Posted by: The Modesto Kid | Monday, 02 March 2009 at 11:45 AM
Twitter would be a good venue for building up an elaborate, overblown fantasy life, though
Oh, I so wish I'd thought of that first. Best argument in favor, ever. The Japanese have already started producing twitter-like narratives (I hestitate to call them "novels" in an environment with literary types who know better) which have seen publication and some real popularity. I don't know that I could sustain that long enough for it to be fun, but I could see some real satirical possibilities (if those haven't been foreclosed by the reality of GOP-Twitters).
Posted by: Ahistoricality | Monday, 02 March 2009 at 12:00 PM
The Japanese are as ever ahead of everyone in this regard. What would really make the narrative, though, would be its real-time element -- instead of just writing it in advance, every minor encounter in real life would be replaced by its fantasy element. The hot counter-person at the record store? Just as interested in you! Plus they really admire that obscure record that you found. Your class was not attended by bored undergrads but instead enthralled young people who you inspired towards careers in the arts, plus a talent scout for a major university who informed you that they'd heard about your lectures and that you should expect that tenure-track job offer as soon as he could get it in the mail, though he'd type it up right then if he has to keep another university from snapping you up.
All right, that would soon get boring. But who knows why people read Twitter anyways? Maybe they wouldn't be bored. Hell, work that into your fantasy life -- Twitter that "I see that I have thousands of followers, and no, I can't say what's going on in any greater detail." God-damn fans.
Wait, what am I talking about -- this would be SEK's Twitter. So of course it would have to go in the other direction. "Went out for milk -- corner store hold-up in progress. Job applications ruined by blood stains." "Nearly electrocuted by computerized podium in class." "Got interview at MLA. Panel had printouts of my blog entries; slowly burned them in front of me while laughing derisively in unison." "This Twitter feed is real, damn it, I have documentation for everything."
Posted by: Rich Puchalsky | Monday, 02 March 2009 at 12:34 PM
Rich,
As ever, you've nailed it.
Posted by: SEK | Monday, 02 March 2009 at 01:28 PM
Interesting color scheme...
It does look familiar, does it not? I went from hating what I'd done here to now sort of being in love with it---my Gmail and desktop have it too. I blame 4DOS.

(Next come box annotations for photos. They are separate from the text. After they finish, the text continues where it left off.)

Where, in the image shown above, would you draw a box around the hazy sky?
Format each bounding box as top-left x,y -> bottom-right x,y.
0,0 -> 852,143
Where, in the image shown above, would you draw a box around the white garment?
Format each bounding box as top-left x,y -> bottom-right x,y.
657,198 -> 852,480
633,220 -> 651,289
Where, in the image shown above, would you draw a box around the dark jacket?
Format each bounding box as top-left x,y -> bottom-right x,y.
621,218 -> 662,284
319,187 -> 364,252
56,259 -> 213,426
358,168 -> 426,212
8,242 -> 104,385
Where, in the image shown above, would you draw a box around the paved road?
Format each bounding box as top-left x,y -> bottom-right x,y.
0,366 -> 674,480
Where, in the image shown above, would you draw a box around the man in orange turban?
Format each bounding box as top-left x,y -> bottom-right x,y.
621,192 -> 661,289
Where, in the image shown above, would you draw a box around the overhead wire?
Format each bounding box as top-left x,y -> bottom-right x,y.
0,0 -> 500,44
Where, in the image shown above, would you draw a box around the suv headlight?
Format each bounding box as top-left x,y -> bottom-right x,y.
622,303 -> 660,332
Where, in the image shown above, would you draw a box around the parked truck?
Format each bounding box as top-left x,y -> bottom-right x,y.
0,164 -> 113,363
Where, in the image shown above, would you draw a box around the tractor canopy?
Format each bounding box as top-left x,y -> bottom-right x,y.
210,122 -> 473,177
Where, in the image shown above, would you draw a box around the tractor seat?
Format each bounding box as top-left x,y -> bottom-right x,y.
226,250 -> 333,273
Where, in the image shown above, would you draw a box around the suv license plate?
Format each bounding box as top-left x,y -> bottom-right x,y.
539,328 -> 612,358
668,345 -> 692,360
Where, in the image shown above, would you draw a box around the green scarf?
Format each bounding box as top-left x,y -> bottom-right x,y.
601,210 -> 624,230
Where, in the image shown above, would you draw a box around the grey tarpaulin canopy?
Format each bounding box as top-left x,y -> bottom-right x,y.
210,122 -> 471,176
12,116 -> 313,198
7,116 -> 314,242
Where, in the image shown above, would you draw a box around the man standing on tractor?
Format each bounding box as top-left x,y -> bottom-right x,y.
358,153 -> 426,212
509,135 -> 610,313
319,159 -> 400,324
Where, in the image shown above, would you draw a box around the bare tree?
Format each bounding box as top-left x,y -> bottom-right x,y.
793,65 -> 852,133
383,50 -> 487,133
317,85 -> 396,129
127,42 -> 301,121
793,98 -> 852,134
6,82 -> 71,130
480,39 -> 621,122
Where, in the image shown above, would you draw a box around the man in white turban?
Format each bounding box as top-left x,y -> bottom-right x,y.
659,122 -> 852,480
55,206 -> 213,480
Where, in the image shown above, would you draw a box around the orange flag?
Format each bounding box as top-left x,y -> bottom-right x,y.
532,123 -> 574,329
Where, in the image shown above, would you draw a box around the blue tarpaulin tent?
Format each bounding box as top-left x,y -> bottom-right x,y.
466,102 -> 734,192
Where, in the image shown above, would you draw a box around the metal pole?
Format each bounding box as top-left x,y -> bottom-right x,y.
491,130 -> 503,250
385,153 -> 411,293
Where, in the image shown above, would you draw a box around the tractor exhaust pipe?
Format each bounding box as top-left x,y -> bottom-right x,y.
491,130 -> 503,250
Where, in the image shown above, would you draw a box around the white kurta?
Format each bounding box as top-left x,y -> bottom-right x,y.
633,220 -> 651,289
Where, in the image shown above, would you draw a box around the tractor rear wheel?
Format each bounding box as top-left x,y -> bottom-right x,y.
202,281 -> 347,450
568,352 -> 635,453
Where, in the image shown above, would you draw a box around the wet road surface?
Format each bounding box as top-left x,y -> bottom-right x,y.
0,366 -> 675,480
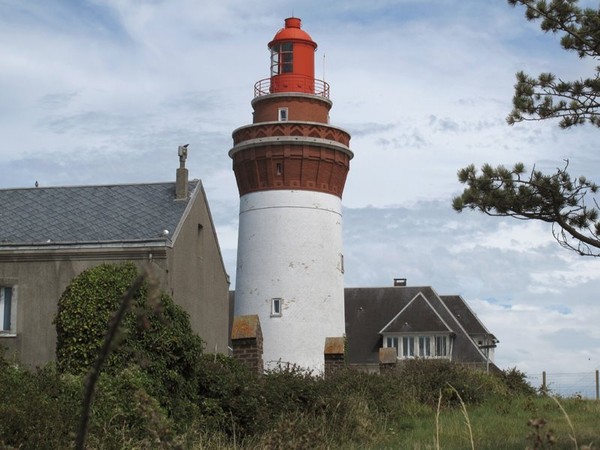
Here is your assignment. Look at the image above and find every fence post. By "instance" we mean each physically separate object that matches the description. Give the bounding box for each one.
[542,370,548,395]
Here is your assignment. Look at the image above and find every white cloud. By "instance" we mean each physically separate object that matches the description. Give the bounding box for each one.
[0,0,600,378]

Posted by: Scott Eric Kaufman | Monday, 02 March 2009 at 01:48 PM
I can never remember to do this but xrl.us gives you links that let people see the target, and you also save a precious character.
Also, at some point, many people were getting tweets delivered to their mobiles, so the 140 characters thing was a big deal.
Posted by: Justin | Monday, 02 March 2009 at 02:21 PM
my Gmail and my desktop
Wait, you can do custom color schemes for GMail? Do tell!
Posted by: The Modesto Kid | Monday, 02 March 2009 at 03:12 PM
Ah -- figured it out. Thanks for letting me know it could be done.
Posted by: The Modesto Kid | Monday, 02 March 2009 at 03:19 PM
Glad you figured it out, as I don't remember how I did it anymore. (And expect the Borges post soon. I'm having to re-read the non-fiction, which I haven't picked up in years, so it's a little more slow-going than I anticipated.) (I.e. unlike Watchmen, which I'm currently teaching, it's taking me a little while to say anything intelligent about it.)
Posted by: Scott Eric Kaufman | Monday, 02 March 2009 at 04:57 PM
I added you to my Twitter friends list so that I might enjoy the brevity of your brilliance. And yet, you do not add me. Now you see why Twitter is as evil as Facebook.
Wolfson has a solution: http://waste.typepad.com/waste/2009/02/a-solution-to-all-your-social-networking-anxieties.html
In case you want to politely re-friend but do not actually want chatter in your life. But you should want my chatter! I tweet about random articles and how much I hate footnotes! Why would you want to miss that?!